FIFO: first_in_first_out

FIFO: first_in_first_out
The agent will act on the longest waiting passenger. In a tie, it will choose the lowest index (task-focusing) passenger.

Reasoning
This is the same policy used by Uber in their “FIFO Zones” for airport ride queuing. This works well when passengers enter the environment in similar locations and car capacity is low.

Greedy (task focused): greedy_Tfocus

Behavior
Calculate the distance required to pickup and dropoff all present passengers. Then accept, pickup, and dropoff the passenger with the minimum distance. Only considering one passenger at a time.

Reasoning
This behavior is similar to Greedy Matching for taxi dispatch. Whenever a passenger is available (the FIFO in that article) we choose the lowest ETA. This is a decent local optima when passengers enter/exit the environment around the same times, but it doesn’t allow pooling.

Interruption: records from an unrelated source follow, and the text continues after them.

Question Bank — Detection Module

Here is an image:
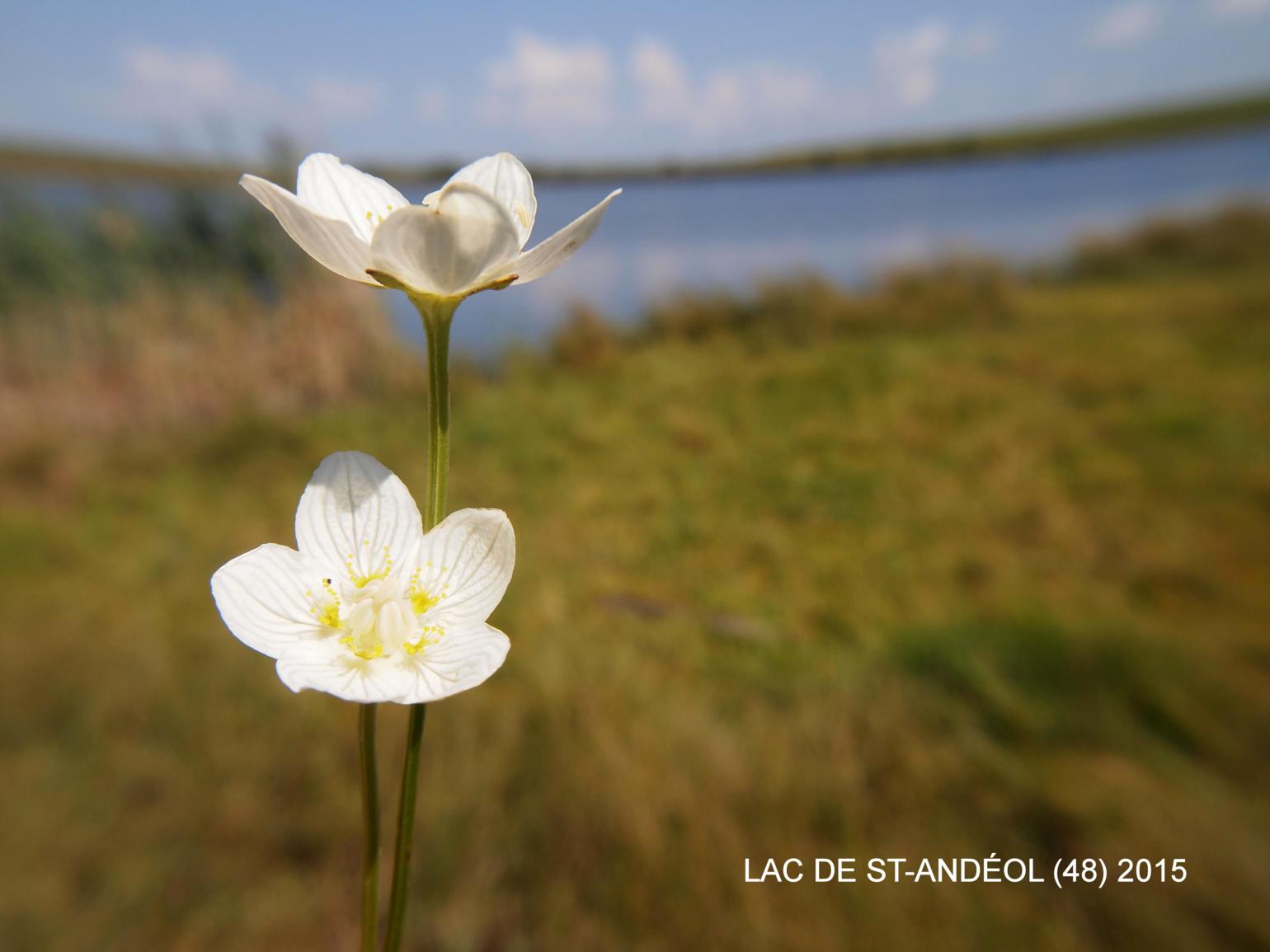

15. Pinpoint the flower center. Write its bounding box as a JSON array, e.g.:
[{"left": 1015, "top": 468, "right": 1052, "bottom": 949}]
[{"left": 305, "top": 570, "right": 444, "bottom": 661}]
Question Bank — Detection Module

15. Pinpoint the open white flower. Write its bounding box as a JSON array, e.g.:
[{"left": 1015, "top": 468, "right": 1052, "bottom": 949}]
[
  {"left": 240, "top": 152, "right": 621, "bottom": 298},
  {"left": 212, "top": 453, "right": 515, "bottom": 705}
]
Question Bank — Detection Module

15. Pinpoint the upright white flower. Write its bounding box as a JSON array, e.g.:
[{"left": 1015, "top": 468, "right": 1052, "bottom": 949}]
[
  {"left": 212, "top": 453, "right": 515, "bottom": 705},
  {"left": 242, "top": 152, "right": 621, "bottom": 298}
]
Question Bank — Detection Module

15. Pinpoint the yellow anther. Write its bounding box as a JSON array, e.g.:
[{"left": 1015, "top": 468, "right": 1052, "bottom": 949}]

Greedy (task global): greedy_Tglobal

Behavior
Calculate the distnnce required to pickup and dropoff all present passengers. Act on the passenger with the shortest distance. This can pool.

Reasoning
This policy is a good example of what can happen with a inefficient pooling policy. Its ability to succesfully deliver pooled passengers is dependent on their relative distances, and often it will switch between tasks rapidly without accomplishing many tasks.

noop

Behavior
The agent takes no action in all states, effectively leaving the environment unchanged where possible. If the environment naturally evolves regardless of the agent’s actions, the no-op policy simply observes without intervention.

Reasoning
The no-op policy serves as a baseline for understanding the impact of inaction in the environment. It highlights the natural dynamics of the environment without any agent interference, providing a benchmark to compare active policies. This policy is particularly useful in identifying whether external factors (e.g., environmental dynamics or other agents) play a significant role in achieving rewards or whether deliberate actions are necessary for success.

random

Behavior
The agent selects actions uniformly at random from the available action space, with no regard for the state, goals, or consequences of the actions.

Reasoning
The random policy establishes a baseline for performance in the absence of any learning or strategy. It demonstrates the environment’s inherent difficulty by showing how likely success is when actions are chosen arbitrarily. This helps evaluate the performance improvement of learned or more sophisticated policies over pure chance. It is especially valuable in stochastic environments where outcomes may vary widely even with random actions.